Using this information, we can build a link to the file in GitLab by simply concatenating the project path, search result commit, and file path.

GitlabURL + project.PathAndNamespace, "-/blob/", searchResult.Commit, searchResult.Path

While our integration is already operational, it is not flawless, primarily due to the substantial number of HTTP calls made to GitLab. Additionally, GitLab returns a considerable number of results, which means we need some heuristics to identify the best match.

To reduce the GitLab workload, we can first parse all stack trace log lines and query GitLab for each unique file only once. This approach will significantly help, given that stack traces often repeat the same file multiple times with different lines. Additionally, we will add a daily cache for project information, as projects don’t change frequently, and an hourly cache for search results.

Now, we need to reduce the number of file search results. The objective is to strike a balance between obtaining sufficient information and having too many results.

After a series of experiments, we managed to achieve the best balance possible by adding the file path along with the filename. However, a new issue arose — the file path from the stack trace doesn’t necessarily always end with “class,” for example, “com.agoda.Service.withResources.” We would naturally find nothing if we attempt to provide such a path as a filename.

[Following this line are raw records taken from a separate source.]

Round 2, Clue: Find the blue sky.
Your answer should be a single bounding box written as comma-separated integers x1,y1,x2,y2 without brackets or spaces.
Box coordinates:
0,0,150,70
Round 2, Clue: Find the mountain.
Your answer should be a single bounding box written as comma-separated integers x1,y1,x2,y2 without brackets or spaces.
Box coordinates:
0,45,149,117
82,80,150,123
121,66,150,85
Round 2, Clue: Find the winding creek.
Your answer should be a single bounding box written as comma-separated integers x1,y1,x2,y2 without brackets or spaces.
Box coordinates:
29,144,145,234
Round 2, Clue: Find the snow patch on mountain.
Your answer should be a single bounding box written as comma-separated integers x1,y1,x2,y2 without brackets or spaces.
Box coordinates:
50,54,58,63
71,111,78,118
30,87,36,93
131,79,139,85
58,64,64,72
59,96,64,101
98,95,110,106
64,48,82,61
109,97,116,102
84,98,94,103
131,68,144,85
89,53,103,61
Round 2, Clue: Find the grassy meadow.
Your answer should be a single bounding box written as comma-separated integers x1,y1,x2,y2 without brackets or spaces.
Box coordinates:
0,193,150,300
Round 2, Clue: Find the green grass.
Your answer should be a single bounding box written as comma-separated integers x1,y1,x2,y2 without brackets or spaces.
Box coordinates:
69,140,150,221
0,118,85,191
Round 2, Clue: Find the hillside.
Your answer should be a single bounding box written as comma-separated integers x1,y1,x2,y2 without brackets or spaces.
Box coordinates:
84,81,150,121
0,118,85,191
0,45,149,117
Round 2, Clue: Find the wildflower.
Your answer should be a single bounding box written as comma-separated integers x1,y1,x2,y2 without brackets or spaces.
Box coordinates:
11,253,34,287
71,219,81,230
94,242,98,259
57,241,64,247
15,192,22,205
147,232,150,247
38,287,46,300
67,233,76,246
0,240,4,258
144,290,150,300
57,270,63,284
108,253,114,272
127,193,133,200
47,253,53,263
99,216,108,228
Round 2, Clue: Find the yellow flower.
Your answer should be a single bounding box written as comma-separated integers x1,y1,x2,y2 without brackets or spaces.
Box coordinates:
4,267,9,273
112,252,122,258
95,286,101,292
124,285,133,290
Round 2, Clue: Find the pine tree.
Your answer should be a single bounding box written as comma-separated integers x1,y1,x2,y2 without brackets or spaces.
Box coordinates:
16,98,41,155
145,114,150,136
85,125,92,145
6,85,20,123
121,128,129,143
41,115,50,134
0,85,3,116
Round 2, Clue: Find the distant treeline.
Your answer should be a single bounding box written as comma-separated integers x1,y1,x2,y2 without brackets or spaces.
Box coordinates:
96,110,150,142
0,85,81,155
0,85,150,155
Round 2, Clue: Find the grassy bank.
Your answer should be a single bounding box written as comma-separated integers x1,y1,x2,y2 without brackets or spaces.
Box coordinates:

To address this challenge, I implemented an additional optimization. In 99% of cases, the third part of the path represents a repository or library name. Therefore, we significantly enhance search results and overall accuracy by appending “com/agoda/Service” to the search path.

Now, with significantly fewer results and higher relevance, there are still a few remaining corner cases:

Forked stale repositories, which people created to open PRs to the original repo. This can be mitigated by using fork_count; we are interested in projects with the highest possible count.
There could be the same files in different folders; for this, we can count the number of matches between the path from the search result and the stack trace line. The more, the better.
Last but not least, the change in the newest code is considered more relevant than stale code, so we sort results by their commit dates.

After applying all the optimizations listed above, we can dramatically improve the search precision of the results.

Conclusion

With relatively low effort, we now have functionality that closely mirrors what developers experience while running applications locally. Although the file search precision is remarkable, it is still not 100% accurate. For instance, if applications use some very old libraries, which were in main several years ago, they might be excluded from the Gitlab index.

It means we will either get no results for search or results that are not relevant anymore. Regardless, after having this change deployed in the production environment for several months, we have observed the significance of this feature. Without this integration, navigating through stack traces becomes significantly more challenging.”

We would also be thrilled to contribute this change to Grafana, should the developers consent to its integration.